Data from Increased Interaction between B Cells and CD3⁺ T Cells in Nonprogressors with Human Papillomavirus–Associated Oropharyngeal Squamous Cell Carcinoma

Tumor-infiltrating lymphocytes are associated with a decreased risk of recurrence in human papillomavirus–associated oropharyngeal squamous cell carcinoma. The composition and spatial distribution of tumor-infiltrating lymphocytes and tumor-infiltrating immune cells are not well characterized.

Formalin-fixed, paraffin-embedded primary and lymph node (LN) tumor tissues from 10 progressors (cases) and 10 matched nonprogressors (controls) were interrogated by imaging mass cytometry. Immune, stromal, and tumor cells were quantified from selected regions of interest using machine learning. Nearest neighbors, cell–cell interactions, and niche analyses were performed.

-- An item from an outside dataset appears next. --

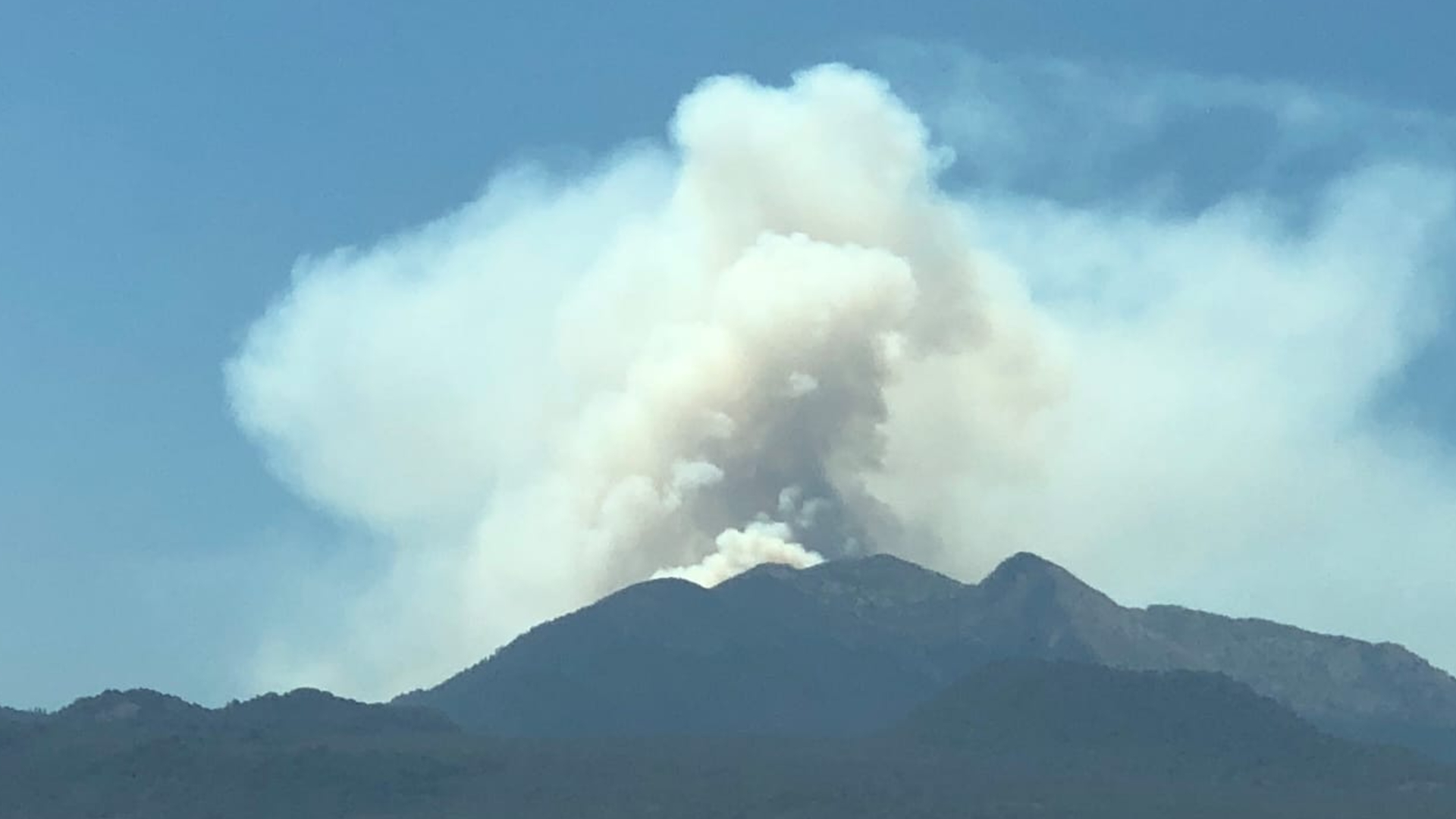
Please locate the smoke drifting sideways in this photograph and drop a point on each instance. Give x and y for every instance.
(679, 366)
(783, 338)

In primary regions of interest, immune cell, lymphocyte, T cell, CD8⁺ T cell, and innate cell prevalence was significantly greater in controls. High prevalence of immune cells, lymphocytes, innate cells, and CD4⁺ T cells in primary tissues was significantly associated with increased time to event (TTE). Although primary and LN prevalence of T cells, CD4⁺ T cells, CD8⁺ T cells, macrophages, and tumor cells were significantly correlated, differences in LNs were neither significant nor associated with TTE. Average distances between T cells and the nearest B cells and between lymphocytes and the nearest tumor cells were decreased in control primary tissues. Interactions between B and T cells were less organized in primary tissues from cases. A niche predominantly comprising lymphocytes was associated with longer TTE.

In human papillomavirus–associated oropharyngeal squamous cell carcinoma, immune cell subset prevalence in primary tumors differs with outcome and is associated with TTE. Interactions between B cells and both T-cell subsets are associated with longer TTE, underscoring the importance of active intratumoral immune responses in outcomes.